Aata Afaitu n’était jamais le dernier à répondre oui quand on l’invitait à boire un verre. Il aimait passer du bon temps avec ses vieux camarades. Au fil des ans son corps avait acquis une certaine résistance qui lui permettait, en de telles occasions, de boire à outrance jusqu’au bout de la nuit. Il faut dire qu’Aata avait un secret qui lui permettait de ne pas se soucier de la gueule de bois : LE remède qui permettait de la contrer.
Il avait mis au point, un peu par hasard au début, un savant mélange de plantes qui, une fois infusées, donnait un breuvage qu’il fallait boire en grande quantités pour assurer ses effets. Un grand verre en étant encore ivre, avant de se coucher, et deux cul-sec en se réveillant au petit-matin. Et hop ! Au diable les migraines, les mots de ventre et la fatigue. Avec cette infusion, la tête vous sortait du
%$? en un rien de temps !
Cette fois-ci, Aata n’était pas rentré chez lui une fois la petite beuverie terminée. Il savait qu’il lui faudrait se lever tôt le lendemain tant il avait à faire à la boutique. Trois caisses pleines d’une multitude de plantes étaient arrivées juste avant qu’il ne baisse le rideau, et il lui faudrait tout vérifier, trier, et ranger. Tout cela sans compter qu’en cette période hivernale les patients étaient nombreux à venir quémander ses services. Il avait donc choisi de dormir dans son arrière boutique. Un grand canapé-lit s’y trouvait, prêt à le voir tomber de sommeil. Le temps qu’il gagnerait le lendemain matin en se réveillant directement sur place ne serait pas de trop.
Seulement voilà, en arrivant, la veille au soir, à son herboristerie, il s’était trouvé trop épuisé pour pouvoir prendre le temps de préparer son remède miracle.
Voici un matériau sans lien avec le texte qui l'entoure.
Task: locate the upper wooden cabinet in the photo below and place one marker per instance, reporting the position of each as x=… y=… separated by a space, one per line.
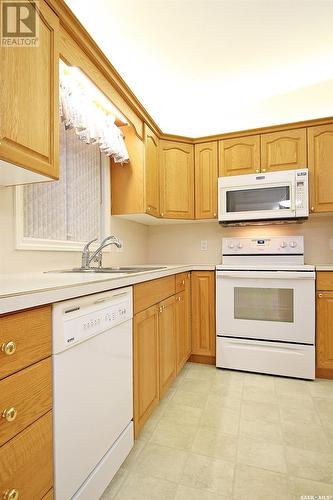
x=176 y=180
x=239 y=156
x=285 y=150
x=205 y=161
x=152 y=182
x=320 y=152
x=29 y=101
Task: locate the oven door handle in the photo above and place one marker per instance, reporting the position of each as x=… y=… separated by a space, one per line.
x=272 y=275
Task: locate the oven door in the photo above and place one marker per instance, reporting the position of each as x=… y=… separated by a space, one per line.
x=266 y=305
x=257 y=201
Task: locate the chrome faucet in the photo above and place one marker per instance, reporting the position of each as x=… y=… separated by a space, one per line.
x=88 y=257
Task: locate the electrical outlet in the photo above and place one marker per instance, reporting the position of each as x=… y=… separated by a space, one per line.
x=204 y=245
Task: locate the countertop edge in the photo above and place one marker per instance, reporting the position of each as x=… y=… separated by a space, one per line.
x=11 y=302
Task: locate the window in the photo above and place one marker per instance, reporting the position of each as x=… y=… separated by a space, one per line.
x=64 y=214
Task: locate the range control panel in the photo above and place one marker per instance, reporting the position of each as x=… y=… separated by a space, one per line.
x=274 y=245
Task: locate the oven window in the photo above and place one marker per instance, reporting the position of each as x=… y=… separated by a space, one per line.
x=264 y=304
x=248 y=200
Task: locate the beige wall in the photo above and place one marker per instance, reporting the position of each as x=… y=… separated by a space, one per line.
x=133 y=235
x=181 y=243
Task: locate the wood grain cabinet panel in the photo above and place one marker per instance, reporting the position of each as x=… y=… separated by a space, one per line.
x=324 y=335
x=206 y=166
x=29 y=100
x=26 y=461
x=28 y=394
x=320 y=151
x=239 y=156
x=28 y=335
x=167 y=343
x=146 y=365
x=203 y=315
x=152 y=180
x=283 y=150
x=176 y=180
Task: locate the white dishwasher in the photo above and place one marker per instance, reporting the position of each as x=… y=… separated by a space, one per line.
x=93 y=392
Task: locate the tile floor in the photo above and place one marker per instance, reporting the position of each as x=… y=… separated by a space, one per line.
x=220 y=434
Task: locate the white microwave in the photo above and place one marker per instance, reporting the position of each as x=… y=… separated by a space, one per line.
x=272 y=196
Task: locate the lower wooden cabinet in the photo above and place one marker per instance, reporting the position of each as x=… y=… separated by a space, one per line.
x=26 y=462
x=146 y=365
x=203 y=317
x=324 y=334
x=167 y=343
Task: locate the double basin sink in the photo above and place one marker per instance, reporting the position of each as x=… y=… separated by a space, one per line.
x=115 y=269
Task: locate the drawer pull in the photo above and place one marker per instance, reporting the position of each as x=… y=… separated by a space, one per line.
x=9 y=414
x=9 y=348
x=11 y=494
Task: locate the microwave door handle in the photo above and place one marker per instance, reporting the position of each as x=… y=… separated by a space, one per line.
x=272 y=275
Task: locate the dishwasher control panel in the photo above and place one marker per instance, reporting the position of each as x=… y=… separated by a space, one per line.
x=78 y=320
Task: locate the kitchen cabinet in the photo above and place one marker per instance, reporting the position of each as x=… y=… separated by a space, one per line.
x=167 y=343
x=152 y=182
x=183 y=325
x=146 y=365
x=29 y=101
x=324 y=325
x=239 y=156
x=176 y=180
x=283 y=150
x=203 y=316
x=320 y=154
x=25 y=404
x=206 y=172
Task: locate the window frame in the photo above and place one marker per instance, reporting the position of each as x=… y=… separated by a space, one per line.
x=27 y=243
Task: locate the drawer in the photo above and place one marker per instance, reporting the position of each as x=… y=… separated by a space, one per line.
x=151 y=292
x=28 y=334
x=26 y=461
x=180 y=282
x=324 y=280
x=28 y=394
x=49 y=495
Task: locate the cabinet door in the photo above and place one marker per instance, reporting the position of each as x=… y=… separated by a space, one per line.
x=283 y=150
x=177 y=180
x=205 y=180
x=26 y=461
x=320 y=147
x=167 y=343
x=146 y=365
x=203 y=315
x=152 y=173
x=29 y=126
x=324 y=335
x=239 y=156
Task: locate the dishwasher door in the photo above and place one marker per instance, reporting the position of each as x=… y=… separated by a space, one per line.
x=93 y=394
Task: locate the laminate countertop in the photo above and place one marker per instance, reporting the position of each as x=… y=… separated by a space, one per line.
x=24 y=290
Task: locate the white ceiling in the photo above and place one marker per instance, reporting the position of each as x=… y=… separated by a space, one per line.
x=202 y=67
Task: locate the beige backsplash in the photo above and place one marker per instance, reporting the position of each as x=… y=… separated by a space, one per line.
x=181 y=243
x=165 y=244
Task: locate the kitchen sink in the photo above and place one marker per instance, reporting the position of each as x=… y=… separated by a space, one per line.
x=115 y=269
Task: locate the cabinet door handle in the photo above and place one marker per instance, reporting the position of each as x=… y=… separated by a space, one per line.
x=11 y=494
x=9 y=414
x=8 y=348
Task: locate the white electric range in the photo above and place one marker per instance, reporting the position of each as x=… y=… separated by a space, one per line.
x=265 y=307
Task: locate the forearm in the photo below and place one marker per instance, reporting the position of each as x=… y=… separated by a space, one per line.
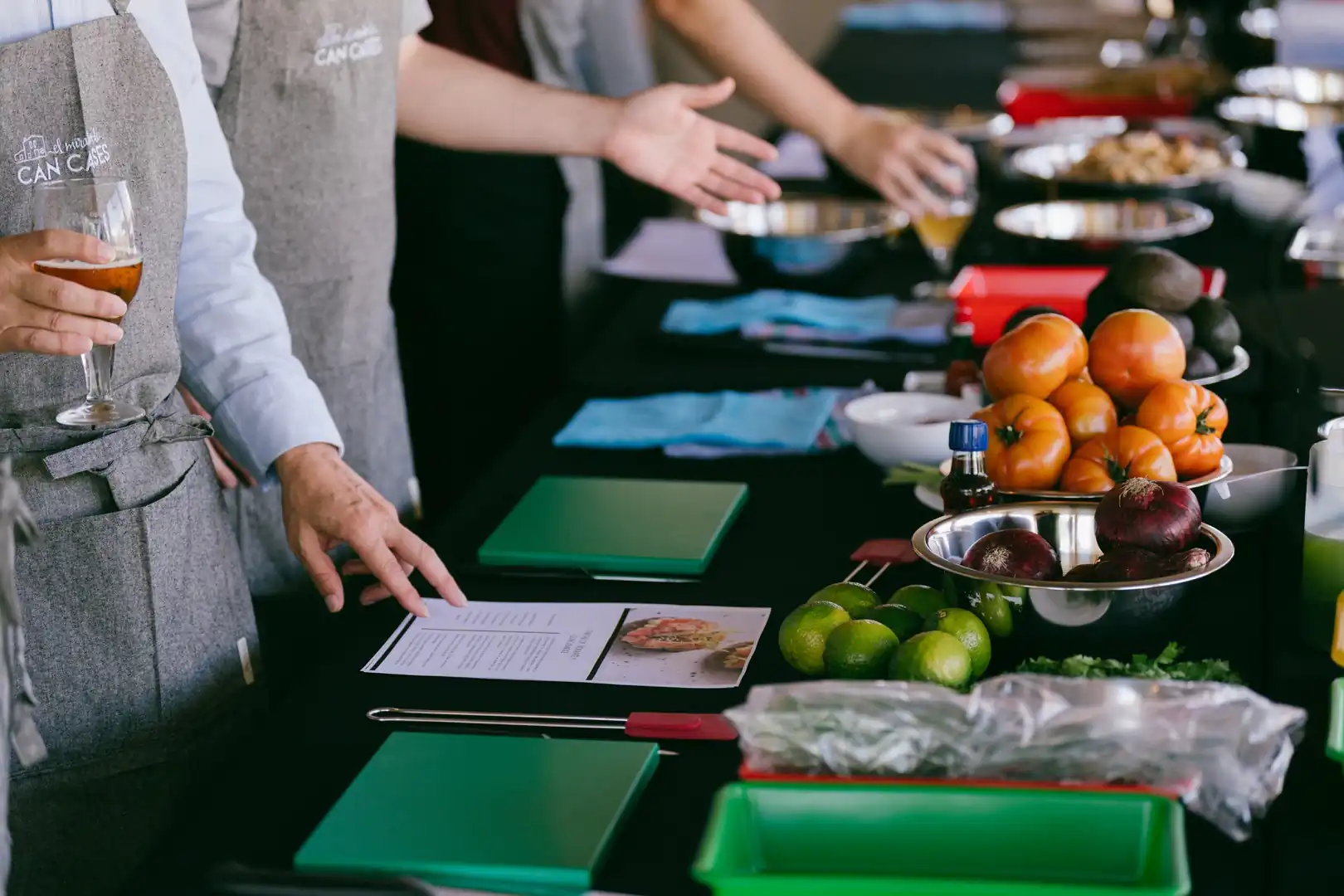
x=735 y=41
x=453 y=101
« Tant pis, avait-il songé.
Ça me rappellera ma jeunesse ! » Et ça n’avait pas manqué de le faire. N’ayant pas pris la peine de fermer la porte de la boutique en y entrant la nuit dernière, il fut réveillé au petit matin par la voix d’un homme qui avait cru l’échoppe ouverte, et donc son gérant disponible.
Le vieil homme hésita à se lever mais finit par se faire une raison. S’il avait prit les dix minutes nécessaires à la préparation de la tisane avant de se coucher, il aurait été frais et dispos. Désormais il était trop tard pour espérer retrouver la forme et éviter les regrets. Il devrait faire avec.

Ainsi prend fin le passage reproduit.